Liverpool are, obviously, not the only football club to have direct and long-lasting experience with tragedy and loss. But Hillsborough— and the subsequent cover-ups and investigations and campaign by the families to get the truth out— has become an indelible part of the club and everyone connected to it. You can’t separate it or compartmentalize it; being a Liverpool fan means screaming at the top of your lungs after Mohamed Salah’s goal against Chelsea, and also having your hands shake when you remember that ninety-six of us went to an FA Cup semifinal 30 years ago and never came back. They’re all bound up together, and us with it. Millions of Liverpool fans around the world, the vast majority of whom did not know the victims and do not know their families, who cannot possibly comprehend what the tragedy did to this city, are nonetheless charged with carrying part of that insurmountable grief with them, forever.

Liverpool are sometimes criticized for making Hillsborough such an essential element of the club’s identity. They are, again, not the only club to have dealt with tragedy and loss, and that perhaps making it central to their story is a bit, you know, unseemly. But I don’t think that’s right. Because in our own lives, we have such a hard time moving past grief. We never get over the loss of someone we loved, not really. We may carry on as before, we may try to get on with it as best as we can, but there will always be that hole in our hearts. Liverpool, I think, are unique in that they don’t try to pretend otherwise. There is no moving past Hillsborough. It’s just part of our lives now. Running away from it won’t do anything. So every year, every middle of April, we gather in one place and acknowledge the hole. Because what else are we supposed to do with it?

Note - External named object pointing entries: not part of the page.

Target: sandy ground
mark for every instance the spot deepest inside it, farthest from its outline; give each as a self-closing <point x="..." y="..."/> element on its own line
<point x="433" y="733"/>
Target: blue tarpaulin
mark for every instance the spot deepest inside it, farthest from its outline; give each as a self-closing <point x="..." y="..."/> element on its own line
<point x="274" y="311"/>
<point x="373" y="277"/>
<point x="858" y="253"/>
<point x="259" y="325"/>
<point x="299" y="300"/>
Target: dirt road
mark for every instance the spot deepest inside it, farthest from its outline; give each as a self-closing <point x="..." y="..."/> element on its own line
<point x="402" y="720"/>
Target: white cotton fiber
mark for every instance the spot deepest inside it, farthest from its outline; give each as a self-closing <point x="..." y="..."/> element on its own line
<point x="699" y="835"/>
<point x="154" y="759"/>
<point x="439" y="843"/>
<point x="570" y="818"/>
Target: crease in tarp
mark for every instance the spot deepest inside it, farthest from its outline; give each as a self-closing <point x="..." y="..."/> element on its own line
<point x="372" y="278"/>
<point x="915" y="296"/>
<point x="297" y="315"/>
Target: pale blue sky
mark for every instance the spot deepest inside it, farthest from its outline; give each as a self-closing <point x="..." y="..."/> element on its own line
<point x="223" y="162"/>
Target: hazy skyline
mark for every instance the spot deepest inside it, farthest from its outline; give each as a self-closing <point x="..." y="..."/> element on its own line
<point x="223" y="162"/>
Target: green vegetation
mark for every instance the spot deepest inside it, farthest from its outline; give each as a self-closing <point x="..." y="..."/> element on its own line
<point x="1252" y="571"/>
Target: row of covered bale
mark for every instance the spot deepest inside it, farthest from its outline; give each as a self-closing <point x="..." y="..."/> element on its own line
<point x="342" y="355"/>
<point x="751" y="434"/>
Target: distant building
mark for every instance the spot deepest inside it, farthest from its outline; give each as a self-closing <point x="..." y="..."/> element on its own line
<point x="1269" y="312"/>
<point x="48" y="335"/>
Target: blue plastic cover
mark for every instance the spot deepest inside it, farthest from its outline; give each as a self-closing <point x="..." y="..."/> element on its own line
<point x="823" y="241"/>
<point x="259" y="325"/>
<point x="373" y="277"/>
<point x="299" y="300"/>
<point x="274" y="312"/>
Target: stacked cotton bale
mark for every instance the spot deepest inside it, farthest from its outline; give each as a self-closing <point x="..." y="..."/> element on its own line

It’s a strange and difficult thing to admit how much grief shapes us. None of us ever want to admit the extent to which our lives are defined by tragedy. But they are. We mourn, every day. We mourn people we’ve lost, and we mourn people we used to be, and we mourn futures we could’ve had. There’s healing to be found, after a time, but so often being “healed” of grief means always carrying a dull ache and a noticeable scar. And that’s if you’re lucky. Grief can swallow you whole, if you’re not careful. If you let it. There’s no real use in denying the hold grief has over us. All we can do is acknowledge that, with honesty and kindness toward ourselves and patience for those who aren’t there yet.

And sometimes we can do all that together. All in one stadium. All pin-drop quiet.